Variational Phase Estimation with Variational Fast Forwarding

TL;DR

This paper introduces a circuit-based implementation of Variational Quantum Phase Estimation (VQPE) for molecular systems and proposes Variational Fast Forwarding (VFF) to reduce quantum circuit depth, demonstrating effective Hamiltonian diagonalization.

Contribution

It presents a practical implementation of VQPE for molecules and introduces VFF to lower quantum circuit depth, maintaining efficiency even with approximate states.

Findings

VQPE successfully applied to H2, H3+, and H6 molecules.

VFF reduces quantum circuit depth while preserving diagonalization accuracy.

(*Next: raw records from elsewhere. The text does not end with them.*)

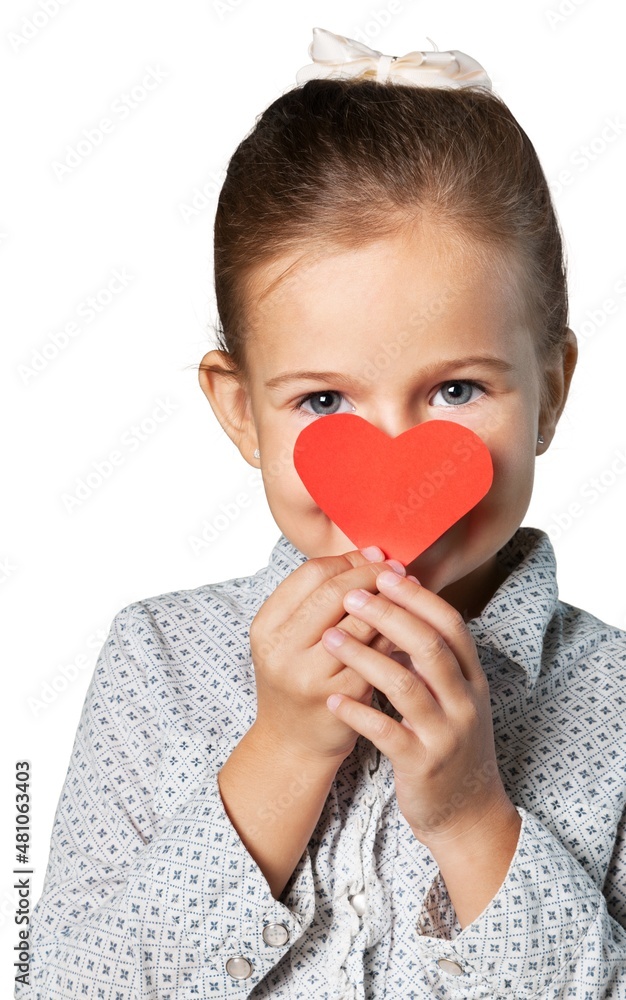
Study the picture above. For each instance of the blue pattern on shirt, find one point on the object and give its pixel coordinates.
(149, 889)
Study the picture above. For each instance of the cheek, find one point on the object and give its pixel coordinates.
(513, 469)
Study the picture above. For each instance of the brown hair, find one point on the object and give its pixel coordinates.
(344, 162)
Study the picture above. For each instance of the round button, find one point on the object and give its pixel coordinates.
(275, 934)
(358, 902)
(452, 968)
(239, 967)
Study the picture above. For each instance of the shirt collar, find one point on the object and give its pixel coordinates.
(513, 623)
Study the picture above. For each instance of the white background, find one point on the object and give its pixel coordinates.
(64, 574)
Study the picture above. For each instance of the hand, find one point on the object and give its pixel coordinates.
(443, 751)
(294, 672)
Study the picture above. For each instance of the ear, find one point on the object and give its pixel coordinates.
(558, 380)
(230, 402)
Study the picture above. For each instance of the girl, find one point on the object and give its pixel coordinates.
(342, 777)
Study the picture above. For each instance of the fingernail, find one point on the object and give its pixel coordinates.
(373, 553)
(333, 637)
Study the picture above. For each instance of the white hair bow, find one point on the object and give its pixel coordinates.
(335, 56)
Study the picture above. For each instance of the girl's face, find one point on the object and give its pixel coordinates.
(413, 329)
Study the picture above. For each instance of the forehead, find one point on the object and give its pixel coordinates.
(444, 292)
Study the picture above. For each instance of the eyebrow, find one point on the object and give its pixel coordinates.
(495, 364)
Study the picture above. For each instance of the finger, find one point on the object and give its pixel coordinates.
(324, 607)
(434, 662)
(390, 737)
(404, 688)
(296, 588)
(433, 610)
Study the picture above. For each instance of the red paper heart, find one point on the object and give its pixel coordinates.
(399, 493)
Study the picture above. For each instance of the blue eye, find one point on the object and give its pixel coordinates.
(326, 402)
(458, 392)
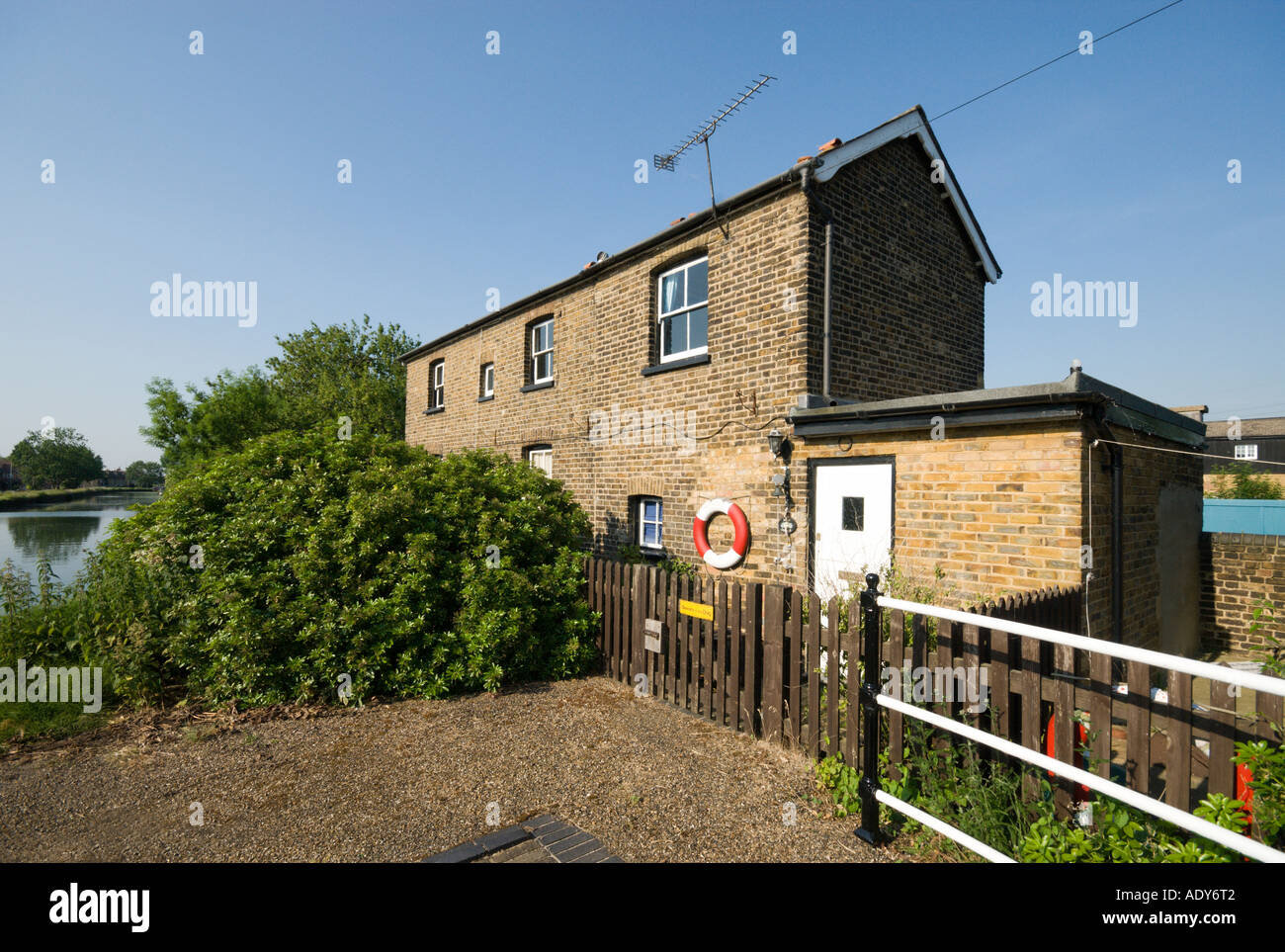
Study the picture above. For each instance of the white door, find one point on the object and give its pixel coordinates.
(852, 524)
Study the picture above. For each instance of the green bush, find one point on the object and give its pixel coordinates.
(271, 571)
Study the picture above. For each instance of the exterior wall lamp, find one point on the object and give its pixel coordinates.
(779, 445)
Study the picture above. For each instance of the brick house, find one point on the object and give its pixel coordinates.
(814, 348)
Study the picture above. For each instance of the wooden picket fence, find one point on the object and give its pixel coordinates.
(757, 667)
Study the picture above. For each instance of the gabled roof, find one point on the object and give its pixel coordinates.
(1260, 427)
(912, 123)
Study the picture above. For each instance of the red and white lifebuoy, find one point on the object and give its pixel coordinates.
(701, 533)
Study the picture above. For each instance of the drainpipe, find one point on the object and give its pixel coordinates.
(806, 187)
(1117, 468)
(1118, 543)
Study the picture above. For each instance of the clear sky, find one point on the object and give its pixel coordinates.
(474, 171)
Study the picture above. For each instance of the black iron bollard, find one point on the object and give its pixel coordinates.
(869, 785)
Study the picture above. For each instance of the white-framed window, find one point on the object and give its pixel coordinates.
(682, 309)
(543, 459)
(437, 386)
(543, 351)
(650, 523)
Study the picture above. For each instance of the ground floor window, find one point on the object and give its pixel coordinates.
(650, 522)
(543, 459)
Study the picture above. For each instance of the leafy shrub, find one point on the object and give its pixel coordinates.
(1238, 480)
(1125, 835)
(840, 783)
(273, 570)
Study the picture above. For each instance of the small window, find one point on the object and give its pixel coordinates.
(543, 351)
(853, 514)
(650, 522)
(437, 386)
(682, 311)
(543, 459)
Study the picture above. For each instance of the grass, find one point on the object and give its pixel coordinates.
(29, 723)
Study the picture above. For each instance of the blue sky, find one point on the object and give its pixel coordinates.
(471, 171)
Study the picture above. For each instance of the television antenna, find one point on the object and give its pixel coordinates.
(701, 136)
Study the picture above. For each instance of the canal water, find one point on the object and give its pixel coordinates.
(63, 531)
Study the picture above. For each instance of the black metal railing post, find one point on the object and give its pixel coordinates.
(872, 638)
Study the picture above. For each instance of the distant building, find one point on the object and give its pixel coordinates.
(1258, 442)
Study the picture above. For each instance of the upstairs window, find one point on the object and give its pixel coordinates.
(650, 520)
(543, 459)
(543, 351)
(437, 385)
(684, 311)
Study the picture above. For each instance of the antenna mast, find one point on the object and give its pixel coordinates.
(701, 136)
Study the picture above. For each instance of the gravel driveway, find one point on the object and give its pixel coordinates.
(399, 781)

Approximate unitaries enable efficient Hamiltonian diagonalization with low fidelity states.

Abstract

Subspace diagonalisation methods have appeared recently as promising means to access the ground state and some excited states of molecular Hamiltonians by classically diagonalising small matrices, whose elements can be efficiently obtained by a quantum computer. The recently proposed Variational Quantum Phase Estimation (VQPE) algorithm uses a basis of real time-evolved states, for which the energy eigenvalues can be obtained directly from the unitary matrix U = exp(-iHt), which can be computed with cost linear in the number of states used. In this paper, we report a circuit-based implementation of VQPE for arbitrary molecular systems and assess its performance and costs for the H2, H3+ and H6 molecules. We also propose using Variational Fast Forwarding (VFF) to decrease to quantum depth of time-evolution circuits for use in VQPE. We show that the approximation provides a good basis for Hamiltonian diagonalisation even when its fidelity to the true time evolved states is low. In the high fidelity case, we show that the approximate unitary U can be diagonalised instead, preserving the linear cost of exact VQPE.